Della Volpe used those case studies in order to defend the thesis that Marxism is a science to the extent that it relies upon a Galilean methodology, not unlike the one that he saw as underlying the natural sciences. For Della Volpe, Capital is the best exemplification of this moral Galileanism in practice, with Marx exploding the apriorist reasonings of the classical economists, which involved reliance upon 'speculative' or 'forced' abstractions that implied the existence of natural and eternal economic laws. Instead, Marx followed a methodology that relied upon determinate abstractions instead. Della Volpe analyzed Marx's methodology as one which followed the pattern of Concrete-Abstract-Concrete (C-A-C), which is the pattern or circle of scientific materialist dialectics (as opposed to Hegelian dialectics which, according to Della Volpe, follows the circle of Abstract-Concrete-Abstract).

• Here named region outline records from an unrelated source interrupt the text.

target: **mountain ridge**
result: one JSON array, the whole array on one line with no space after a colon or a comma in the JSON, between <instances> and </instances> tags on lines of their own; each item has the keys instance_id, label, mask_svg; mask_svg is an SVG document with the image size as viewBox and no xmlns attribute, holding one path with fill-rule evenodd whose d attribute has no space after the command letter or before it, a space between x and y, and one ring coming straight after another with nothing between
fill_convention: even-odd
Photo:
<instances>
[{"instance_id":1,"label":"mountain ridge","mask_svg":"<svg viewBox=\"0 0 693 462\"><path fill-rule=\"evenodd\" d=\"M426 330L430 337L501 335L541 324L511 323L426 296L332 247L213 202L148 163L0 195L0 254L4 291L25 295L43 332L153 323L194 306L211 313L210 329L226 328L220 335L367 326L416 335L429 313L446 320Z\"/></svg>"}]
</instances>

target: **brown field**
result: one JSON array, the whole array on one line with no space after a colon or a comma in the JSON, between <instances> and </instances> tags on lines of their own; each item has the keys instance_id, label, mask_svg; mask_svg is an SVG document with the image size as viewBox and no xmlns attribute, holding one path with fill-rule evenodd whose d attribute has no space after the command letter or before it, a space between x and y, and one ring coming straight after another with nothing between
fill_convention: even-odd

In developing this analysis of Marx, Della Volpe advanced an understanding of the logic of scientific verification that was not unlike the one that Karl Popper presented in his Logic of Scientific Discovery. However, it would seem that Della Volpe did not rely upon Popper in developing his analysis but instead relied on such writers as Galileo, Lord Bacon, Claude Bernard, John Dewey, and Friedrich Engels. Whereas, Popper was concerned in The Logic of Scientific Discovery with providing solutions to the demarcation problem (i.e. rules for distinguishing science from non-science) and the induction problem, Della Volpe was concerned mainly with demonstrating that the "moral sciences" follow the same logic as the natural or positive sciences, and with showing that Marx had likewise embraced what Della Volpe called a "moral Galileanism."